It didn’t last. If we were ever a republic of virtue, we’re not that today, as evidenced by how we rank on Transparency International’s CPI. Wholly corrupt politicians such as Louisiana’s Edwin Edwards might find themselves charged with bribery, and backroom deal-makers like Virginia’s Eric Cantor might be dumped by the voters. But it’s easy to point to successful politicians who’ve raised pay-for-play to a fine art while avoiding the threat of criminal liability. Along the way something went wrong. The Framers meant to produce a corruption-free government, but like a boomerang their Constitution flew back and hit us on the head.
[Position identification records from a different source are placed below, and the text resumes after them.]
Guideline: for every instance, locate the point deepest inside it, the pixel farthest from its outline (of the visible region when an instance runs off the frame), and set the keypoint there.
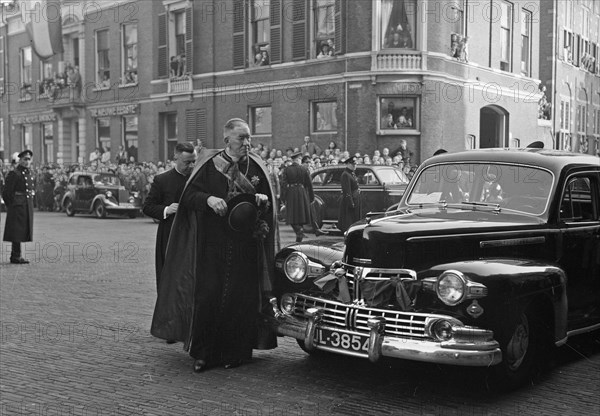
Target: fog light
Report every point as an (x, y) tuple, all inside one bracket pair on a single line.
[(442, 330), (287, 304)]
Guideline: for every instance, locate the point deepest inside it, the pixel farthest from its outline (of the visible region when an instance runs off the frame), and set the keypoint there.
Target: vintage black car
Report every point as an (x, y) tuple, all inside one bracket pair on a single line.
[(491, 258), (380, 188), (99, 194)]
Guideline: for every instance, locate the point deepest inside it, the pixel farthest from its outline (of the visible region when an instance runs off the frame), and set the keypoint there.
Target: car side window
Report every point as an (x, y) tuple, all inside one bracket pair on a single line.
[(319, 178), (579, 202)]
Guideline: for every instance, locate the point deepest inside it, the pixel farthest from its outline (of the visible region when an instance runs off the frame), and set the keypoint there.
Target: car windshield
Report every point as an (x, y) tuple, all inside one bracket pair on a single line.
[(106, 180), (392, 177), (519, 188)]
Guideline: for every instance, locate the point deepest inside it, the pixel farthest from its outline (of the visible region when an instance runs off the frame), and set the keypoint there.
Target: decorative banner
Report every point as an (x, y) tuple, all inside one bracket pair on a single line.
[(43, 22)]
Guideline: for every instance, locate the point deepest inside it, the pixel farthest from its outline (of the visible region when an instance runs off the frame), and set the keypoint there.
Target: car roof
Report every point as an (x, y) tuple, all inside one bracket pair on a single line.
[(554, 160), (342, 166)]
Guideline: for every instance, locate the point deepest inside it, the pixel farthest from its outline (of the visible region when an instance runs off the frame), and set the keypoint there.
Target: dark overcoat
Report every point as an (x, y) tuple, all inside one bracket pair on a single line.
[(165, 190), (184, 272), (297, 191), (18, 195), (350, 200)]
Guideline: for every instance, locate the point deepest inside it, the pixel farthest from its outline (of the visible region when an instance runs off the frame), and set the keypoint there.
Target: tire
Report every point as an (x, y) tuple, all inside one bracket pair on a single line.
[(69, 209), (99, 210), (524, 350), (313, 353)]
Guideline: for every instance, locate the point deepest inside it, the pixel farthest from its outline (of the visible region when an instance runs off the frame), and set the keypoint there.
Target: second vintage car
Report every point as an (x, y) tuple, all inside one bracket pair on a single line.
[(100, 194), (491, 258), (380, 187)]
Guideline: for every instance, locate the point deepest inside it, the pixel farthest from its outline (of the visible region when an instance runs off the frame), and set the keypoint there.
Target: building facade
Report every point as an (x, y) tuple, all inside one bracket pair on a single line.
[(453, 74)]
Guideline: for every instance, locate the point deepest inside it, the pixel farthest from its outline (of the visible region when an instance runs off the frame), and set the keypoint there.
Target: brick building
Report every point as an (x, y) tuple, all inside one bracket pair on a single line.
[(571, 72), (364, 74)]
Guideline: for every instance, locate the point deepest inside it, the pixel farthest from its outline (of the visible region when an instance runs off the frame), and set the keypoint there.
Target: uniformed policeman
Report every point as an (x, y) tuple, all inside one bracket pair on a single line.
[(18, 195)]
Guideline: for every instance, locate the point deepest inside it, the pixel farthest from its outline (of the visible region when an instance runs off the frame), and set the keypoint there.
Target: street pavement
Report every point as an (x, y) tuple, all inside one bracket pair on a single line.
[(75, 340)]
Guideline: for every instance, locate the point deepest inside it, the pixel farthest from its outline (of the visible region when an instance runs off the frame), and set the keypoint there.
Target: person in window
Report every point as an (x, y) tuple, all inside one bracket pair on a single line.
[(349, 211), (404, 120), (387, 122), (174, 66), (325, 51), (182, 70)]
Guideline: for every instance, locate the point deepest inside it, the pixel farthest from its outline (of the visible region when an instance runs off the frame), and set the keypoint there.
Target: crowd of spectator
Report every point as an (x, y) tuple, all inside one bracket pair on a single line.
[(52, 178)]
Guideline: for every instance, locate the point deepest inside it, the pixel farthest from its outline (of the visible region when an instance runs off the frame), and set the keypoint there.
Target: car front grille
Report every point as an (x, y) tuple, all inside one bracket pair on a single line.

In The Federalist Papers, the selling document for our Constitution, James Madison described a government in which the different branches—executive, legislative and judicial—would be set in equipoise, in a regime of separated powers. The separation of powers means several different things, but all of the convention delegates including Madison thought it would check the possibility of public corruption. That’s not how it turned out, however, for two reasons.
First, the grim logic of the separation of powers ensures that over time the preponderance of power will come to reside in the executive branch.6 That’s what has happened in nearly every other presidential regime and it’s happening apace in the United States. The president has slipped off many of the constraints that were meant to curb his authority through the separation of powers. He makes laws by regulatory fiat and executive order, and unmakes them by refusing to enforce properly enacted legislation. He can reward friends and punish enemies in ways the Framers would not have anticipated.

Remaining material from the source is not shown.